In Conversation with Jiayun Fan:







  

Jiayun Fan


Jiayun Fan (b.1997, China) is a multidisciplinary artist who critically reflects and intervenes in society through her creations. With a focus on female identity, family and nature, Jiayun uses her acute attention to detail to expose power dynamics in various structures. She creates art as a means of self-healing while connecting with others. Her personal experiences and inner perceptions serve as a primary source of inspiration, resulting in artwork that is an authentic expression of her feelings. In her works, she reflects on personal struggles in order to shed light on the relationship between the self and society, and to explore the connections between personal troubles and public issues.


︎: @fs_jana1027
︎
fs_jiayun@hotmail.com
︎: https://www.fan-jiayun.com/



Interviewed By Yan Wang, 19/02/2023
                                                                                                                                                             
YW: What resonates most with you about the concept of our exhibition?

JF: What impressed me most about this exhibition is that it shows a possibility for modern society, where people, animals or plants are equal, in which there is no hierarchy of human society or the limits of the food chain in nature.

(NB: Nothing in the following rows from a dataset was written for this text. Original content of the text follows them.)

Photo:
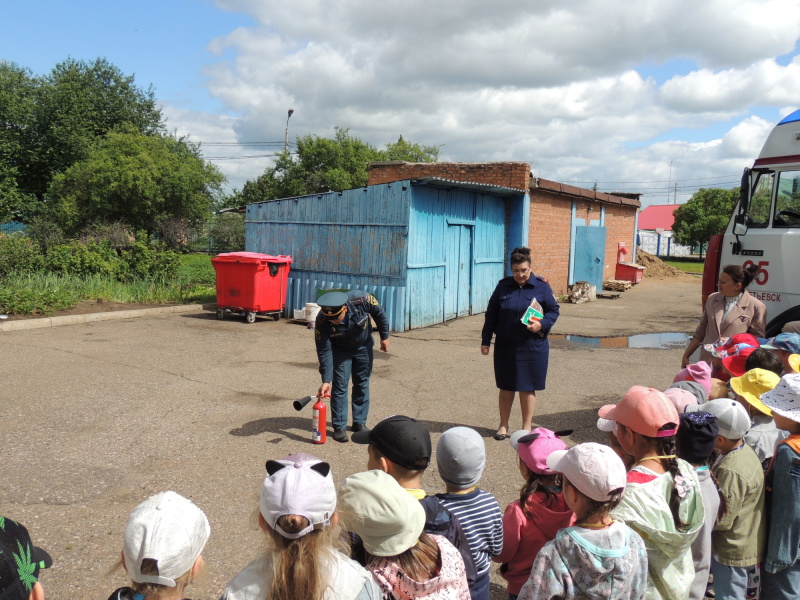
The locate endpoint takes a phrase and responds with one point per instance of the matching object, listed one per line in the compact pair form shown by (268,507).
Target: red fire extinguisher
(319,421)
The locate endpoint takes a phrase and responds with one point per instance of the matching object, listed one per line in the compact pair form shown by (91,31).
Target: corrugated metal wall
(435,210)
(355,239)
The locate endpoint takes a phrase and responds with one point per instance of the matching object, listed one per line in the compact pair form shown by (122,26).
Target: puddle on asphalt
(661,341)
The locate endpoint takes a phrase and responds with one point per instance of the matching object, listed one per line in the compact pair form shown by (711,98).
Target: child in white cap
(598,557)
(782,564)
(739,536)
(662,500)
(533,520)
(405,562)
(461,457)
(297,511)
(161,548)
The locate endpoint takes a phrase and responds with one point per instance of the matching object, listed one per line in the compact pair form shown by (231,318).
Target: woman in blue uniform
(521,352)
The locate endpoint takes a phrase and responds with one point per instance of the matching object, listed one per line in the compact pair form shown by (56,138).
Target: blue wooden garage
(429,249)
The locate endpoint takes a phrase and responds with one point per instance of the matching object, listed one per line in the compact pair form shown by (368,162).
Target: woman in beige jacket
(729,311)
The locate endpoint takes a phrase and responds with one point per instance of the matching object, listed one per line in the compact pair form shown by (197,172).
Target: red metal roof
(657,216)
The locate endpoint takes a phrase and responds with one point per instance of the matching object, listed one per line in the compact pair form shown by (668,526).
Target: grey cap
(695,388)
(461,457)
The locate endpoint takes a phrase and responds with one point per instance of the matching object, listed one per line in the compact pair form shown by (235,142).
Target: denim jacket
(783,479)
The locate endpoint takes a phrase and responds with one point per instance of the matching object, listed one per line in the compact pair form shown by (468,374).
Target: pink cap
(680,398)
(736,363)
(536,445)
(644,410)
(699,372)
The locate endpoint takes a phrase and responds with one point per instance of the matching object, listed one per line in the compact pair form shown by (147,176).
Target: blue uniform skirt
(521,368)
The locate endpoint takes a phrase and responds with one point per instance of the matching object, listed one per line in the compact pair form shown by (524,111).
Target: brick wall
(619,223)
(508,174)
(549,236)
(551,210)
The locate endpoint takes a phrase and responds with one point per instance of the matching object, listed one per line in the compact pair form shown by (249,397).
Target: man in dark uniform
(344,347)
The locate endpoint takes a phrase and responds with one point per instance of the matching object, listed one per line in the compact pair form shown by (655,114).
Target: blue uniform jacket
(351,334)
(506,307)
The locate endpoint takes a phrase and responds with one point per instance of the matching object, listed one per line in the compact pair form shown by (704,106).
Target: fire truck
(765,228)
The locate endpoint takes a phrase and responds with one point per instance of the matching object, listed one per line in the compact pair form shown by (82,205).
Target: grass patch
(688,266)
(46,293)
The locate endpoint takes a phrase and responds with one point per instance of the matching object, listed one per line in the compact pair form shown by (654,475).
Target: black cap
(696,436)
(20,561)
(403,440)
(331,304)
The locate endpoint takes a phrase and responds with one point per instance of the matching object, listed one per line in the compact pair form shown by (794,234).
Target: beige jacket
(748,316)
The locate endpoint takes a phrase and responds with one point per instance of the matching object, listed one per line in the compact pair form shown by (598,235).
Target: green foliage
(77,104)
(327,164)
(18,255)
(227,232)
(83,260)
(707,213)
(410,152)
(196,269)
(136,179)
(147,262)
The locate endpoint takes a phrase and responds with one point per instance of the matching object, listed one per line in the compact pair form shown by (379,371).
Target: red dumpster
(250,283)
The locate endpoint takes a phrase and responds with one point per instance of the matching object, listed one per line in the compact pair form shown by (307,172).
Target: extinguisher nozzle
(299,404)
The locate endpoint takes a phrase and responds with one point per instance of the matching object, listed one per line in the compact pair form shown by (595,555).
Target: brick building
(573,232)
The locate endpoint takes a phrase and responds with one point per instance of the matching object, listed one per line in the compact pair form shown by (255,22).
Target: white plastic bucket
(312,310)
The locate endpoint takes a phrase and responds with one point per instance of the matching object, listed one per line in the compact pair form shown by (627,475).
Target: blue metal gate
(458,270)
(590,251)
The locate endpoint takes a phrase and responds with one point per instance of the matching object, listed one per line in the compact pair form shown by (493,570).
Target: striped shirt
(482,522)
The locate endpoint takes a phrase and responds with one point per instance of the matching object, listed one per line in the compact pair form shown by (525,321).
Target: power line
(658,180)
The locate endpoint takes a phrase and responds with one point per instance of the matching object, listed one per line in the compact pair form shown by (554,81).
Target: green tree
(138,180)
(410,152)
(328,164)
(707,213)
(76,104)
(17,89)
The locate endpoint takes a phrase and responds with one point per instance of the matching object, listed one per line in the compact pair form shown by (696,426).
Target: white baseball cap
(594,469)
(299,484)
(166,529)
(784,398)
(387,518)
(732,417)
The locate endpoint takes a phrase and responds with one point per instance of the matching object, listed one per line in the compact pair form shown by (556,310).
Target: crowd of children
(696,495)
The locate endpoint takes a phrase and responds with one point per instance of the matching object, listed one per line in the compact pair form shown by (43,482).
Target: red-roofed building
(654,231)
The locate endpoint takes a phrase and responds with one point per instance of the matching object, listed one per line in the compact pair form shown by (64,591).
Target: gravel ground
(101,415)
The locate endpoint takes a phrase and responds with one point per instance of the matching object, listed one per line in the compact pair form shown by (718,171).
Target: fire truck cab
(765,228)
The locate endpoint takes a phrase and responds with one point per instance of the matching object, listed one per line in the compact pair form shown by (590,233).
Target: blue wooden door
(458,268)
(590,252)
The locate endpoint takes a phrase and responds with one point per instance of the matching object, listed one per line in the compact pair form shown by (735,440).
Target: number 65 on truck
(765,228)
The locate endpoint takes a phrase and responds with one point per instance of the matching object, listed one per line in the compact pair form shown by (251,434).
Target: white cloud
(561,86)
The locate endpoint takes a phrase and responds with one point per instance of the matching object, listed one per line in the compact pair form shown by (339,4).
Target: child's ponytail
(666,447)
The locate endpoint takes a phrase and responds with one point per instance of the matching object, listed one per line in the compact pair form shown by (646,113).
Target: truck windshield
(758,212)
(787,202)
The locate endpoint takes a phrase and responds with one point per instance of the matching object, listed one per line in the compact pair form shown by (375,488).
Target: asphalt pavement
(101,414)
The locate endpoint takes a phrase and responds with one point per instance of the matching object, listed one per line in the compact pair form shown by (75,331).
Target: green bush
(18,255)
(227,232)
(145,261)
(75,258)
(196,268)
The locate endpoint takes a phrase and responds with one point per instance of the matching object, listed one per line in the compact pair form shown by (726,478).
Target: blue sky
(627,95)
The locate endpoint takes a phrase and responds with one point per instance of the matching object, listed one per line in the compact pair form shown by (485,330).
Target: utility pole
(286,137)
(669,180)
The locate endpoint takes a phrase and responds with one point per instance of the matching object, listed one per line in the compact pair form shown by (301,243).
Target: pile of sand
(656,268)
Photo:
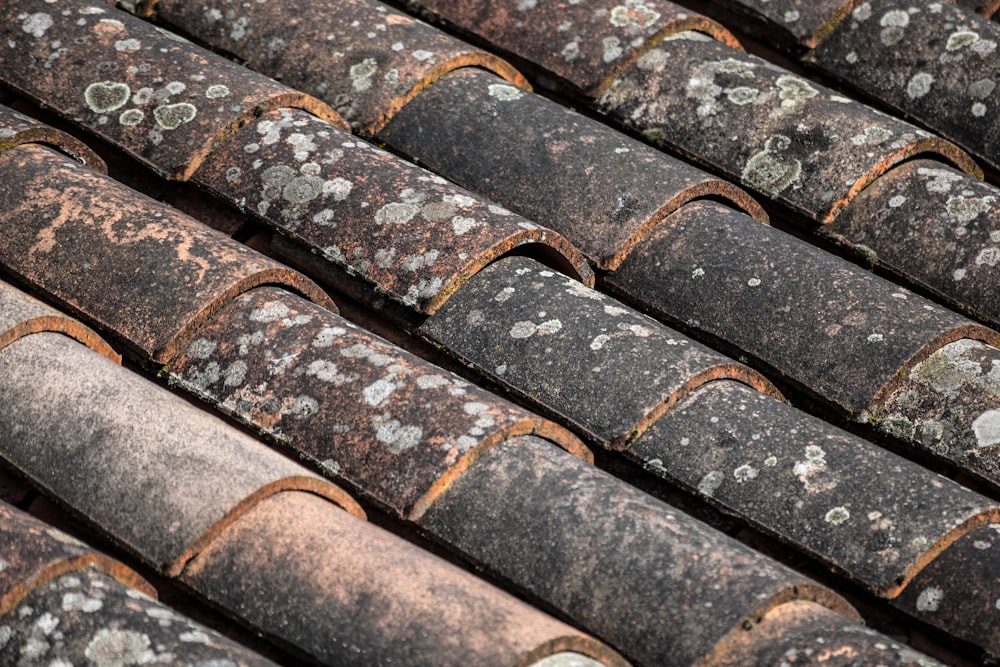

In fact, it reminds me of my sculpture called 100 Damaged Trees. When I was young, there was a grove of 20 sequoia trees near my house, however, because one of the trees had a beehive, the residents had to cut down all the trees, and eventually the area was redeveloped for the benefit of human society and seemed to be 'colonised' by humans. I created this sculpture inspired by this event. The sculpture took the form of 100 trees I made in plaster, each with a candle tucked inside, and in the background was a video documenting the grove at the time.



This work is based on the theory called 'Animism' and extends the idea of equality from the human being to the natural, religious and even inanimate objects. This work also influenced my exploration of the relationship between nature and human society significantly.

However, unfortunately, due to shipping problems, it could not be exhibited.


YW: What is your creation style or narrative style?


JF: I hope to be an artist who hides behind the artworks, what really matters is the artwork itself. I don't want my works to be created in a fixed pattern, and I don't want people to appreciate my works with a fixed framework or a preconceived notion. Instead, I wanted to make use of the artwork itself to express its own meaning, and then the audience can understand me through my artworks.

I created these three works based on pre-conceived theories. In my research into public art I understand that the outcome of the artwork is partly determined by the audience, but in creating these works I had pre-conceived concepts, directions or frameworks.




YW: What do you think the connection between nature and female figures?


JF: In our society, the white male invariably occupies a dominant position, and nature in my work is not a law of nature, but a passive victim, a state of unexplored primitiveness unearthed to be exploited by humans due to modern urbanisation. Whether nature or women, in my mind they are non-dominant beings who constantly supply society with labour, natural resources, etc. When the females as a labour resource turn aged, they are eliminated from human society and become exploited and dominated under patriarchal domination, in the same way that the natural resources are taken away and humans even have to release industrial waste back into nature. Thus, in my mind, nature and women are invisible while being exploited as passive parties and victims of human society.


YW: What role does nature play in your work?


JF: In my first work, I used the heat sublimation printing techniques and I needed to use an iron to print each pattern onto the textile, these patterns are photographed and made of trees in nature. Furthermore, printing each pattern is a repetition and constant reproduction of the process of labour, so the process of making my work, which presents the concept of labour, also becomes a part of the work. It reflects the constant exploitation and labour of women in a patriarchal system.

In my photography work, I use dew and water collected from nature to develop the film and the impurities in the water cause various effects on the photographs, which indicate the gradual encroachment of modern pollution on people's lives. This work is a further visualisation of the negative interventions of human society on the natural environment using the technology of the artwork creation process. Black and white photography is an attempt to minimise the impact on the photographic work, as developing colour film involves more variables, and at the same time, black and white film results in a better presentation.